Oryana Natural Foods Market
Oryana Natural Foods Market
260 East Tenth Street | Traverse City, MI 49684 | (231) 947-0191

Monday - Saturday 7:30am-9:00pm | Sunday 9:00am-9:00pm

Food and Wine Pairings

Pairing Food with Wine

by Karl Webber, Beer & Wine buyer

One of the most pleasurable aspects of drinking wine is enjoying it with food. Great wine paired with great food is a time honored tradition going back centuries. Both wine and cuisine have evolved tremendously in that time but there are still classic pairings that will always be with us.

I have always said to drink what you like. At the same time I encourage curiosity and experimentation with the goal of broadening knowledge and having wonderful new experiences with wine and food.

I offer the following suggestions below in the spirit of encouraging  your curiosity. There are many other wine and cuisine pairings for your exploration and once again, don’t limit your choices based on tradition. Drink and eat what you like but don’t be afraid to experiment.

Riesling

This delicate white wine can range from sweet to dry and may complement a wide variety of foods. Pair with Asian and other spicy foods or try it with fruits and desserts. It will match light meats, curries, and salads nicely.

Chardonnay

The king of whites has a wide range of stylistic differences due to terroir (where it’s grown) and aging (oak or steel). They can be tightly crisp with tart apple in steel, or rich, toasty and buttery with oak aging.

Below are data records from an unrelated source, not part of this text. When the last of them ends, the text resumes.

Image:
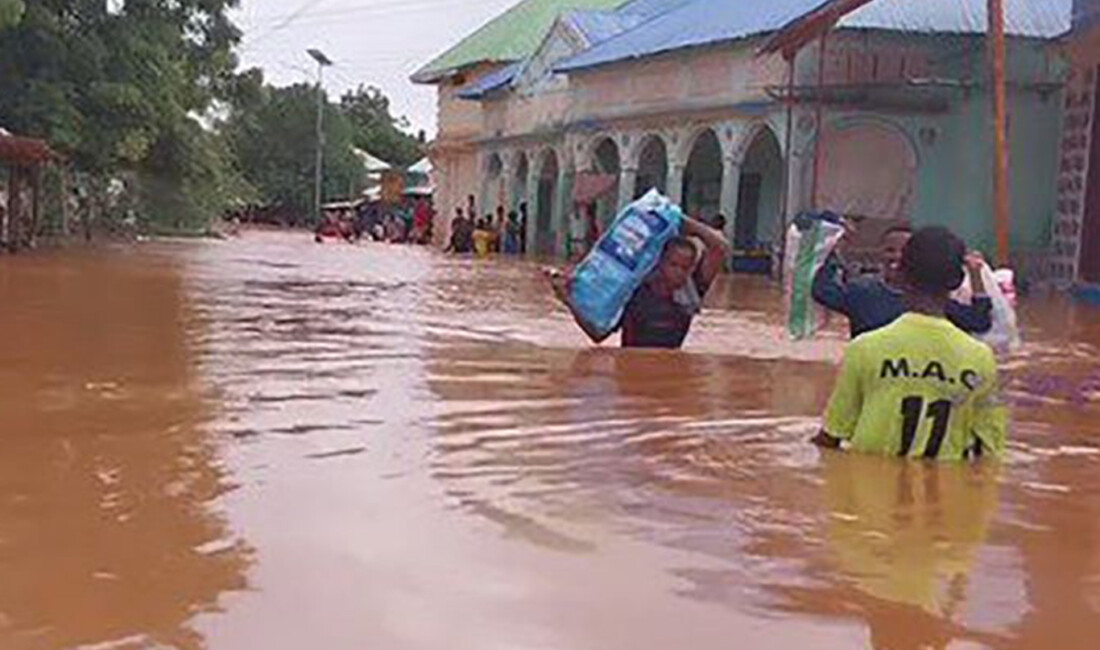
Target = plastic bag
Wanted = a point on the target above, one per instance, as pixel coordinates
(810, 241)
(1000, 286)
(625, 255)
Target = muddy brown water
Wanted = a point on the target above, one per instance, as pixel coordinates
(270, 443)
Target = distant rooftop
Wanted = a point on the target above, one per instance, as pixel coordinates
(705, 22)
(512, 36)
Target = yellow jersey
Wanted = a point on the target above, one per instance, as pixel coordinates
(920, 387)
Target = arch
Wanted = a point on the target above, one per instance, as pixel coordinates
(548, 178)
(702, 180)
(606, 160)
(868, 168)
(652, 166)
(519, 179)
(759, 193)
(749, 135)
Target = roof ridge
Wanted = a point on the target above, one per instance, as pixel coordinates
(641, 24)
(524, 14)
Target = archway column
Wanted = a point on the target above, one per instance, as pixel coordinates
(562, 210)
(675, 183)
(628, 179)
(730, 191)
(532, 212)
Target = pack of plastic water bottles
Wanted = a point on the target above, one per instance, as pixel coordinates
(629, 250)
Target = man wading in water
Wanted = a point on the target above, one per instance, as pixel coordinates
(875, 301)
(920, 387)
(661, 310)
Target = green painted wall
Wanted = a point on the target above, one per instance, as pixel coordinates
(955, 149)
(955, 169)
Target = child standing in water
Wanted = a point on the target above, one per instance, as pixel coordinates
(920, 387)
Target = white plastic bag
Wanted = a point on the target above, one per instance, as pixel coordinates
(1000, 286)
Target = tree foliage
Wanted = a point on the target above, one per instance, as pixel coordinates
(120, 95)
(10, 12)
(377, 130)
(272, 131)
(150, 92)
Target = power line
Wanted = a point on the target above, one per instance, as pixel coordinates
(374, 8)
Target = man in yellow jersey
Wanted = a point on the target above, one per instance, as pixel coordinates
(920, 387)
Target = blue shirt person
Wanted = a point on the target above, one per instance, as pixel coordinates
(871, 303)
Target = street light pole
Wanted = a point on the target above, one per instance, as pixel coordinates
(1001, 207)
(319, 167)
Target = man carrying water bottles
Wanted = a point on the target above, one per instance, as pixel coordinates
(661, 311)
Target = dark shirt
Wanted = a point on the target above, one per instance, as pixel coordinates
(870, 304)
(651, 320)
(462, 239)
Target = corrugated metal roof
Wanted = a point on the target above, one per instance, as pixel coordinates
(703, 22)
(601, 25)
(510, 36)
(494, 80)
(1043, 19)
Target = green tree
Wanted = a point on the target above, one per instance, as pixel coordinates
(10, 12)
(272, 131)
(112, 92)
(377, 131)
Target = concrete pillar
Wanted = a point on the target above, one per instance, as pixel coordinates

The former pairs with grilled fish or chicken, while the latter favors creamy pasta dishes and shellfish. 

Zinfandel

This full-body red hinting of raspberry and red cherry pairs well with flavorful dishes like grilled sausage or ribs, any barbeque or tomato sauces as well as grilled vegetables. Zinfandel is also the all American wine for pizza and hamburgers. Zinfandel is not the best for most seafood.

Syrah or Shiraz

Medium to heavier red with bold fruit and light spice components, this wine loves brisket, venison, barbeque or braised meats and roasts. Wild game and stews are great partners as well as pizza. Avoid pairing Shiraz with delicate or mild foods.

Sauvignon Blanc

Light and crisp hinting at lemon, pear, and melon, its classic partner is shellfish and light seafood. You may enjoy it with vegetables and citrus sauces as well.

Malbec

This food-friendly wine originates in France and was brought to Argentina in 1968. The vines in France were subsequently destroyed by the Great French Wine Blight. Now Malbec is celebrated as an Argentine wine. This nation has the second highest beef consumption per capita so it’s fitting for Malbec to be paired with braised meats, grilled pork or sausage, as well as wild mushrooms and sweet potatoes.

Merlot

Medium to heavy red with black cherry and plum character, the soft tannins and light smokiness make merlot delicious with grilled meats, tuna and stews or hamburgers. Avoid fish and crustaceans with Merlot.

Pinot Grigio

A lively and bold white wine that is versatile in pairing with picnic or brunch type foods, smoky dry cheeses, salads and raw or steamed vegetables.

Pinot Noir

Light medium body red that matches well with medium weight cuisine such as salmon, tuna, roast chicken or pork as well as roasted tomatoes and mushrooms

Cabernet

Big full-bodied red ranging from silky, smooth to tannic and chewy, cabernet is the wine for a well-marbled grilled steak. A complex wine known for its black currant, blackberry, eucalyptus, mint and coffee-dark chocolate layers, cabernet also partners well with bean dishes, venison and stews as well as rich tomato sauces.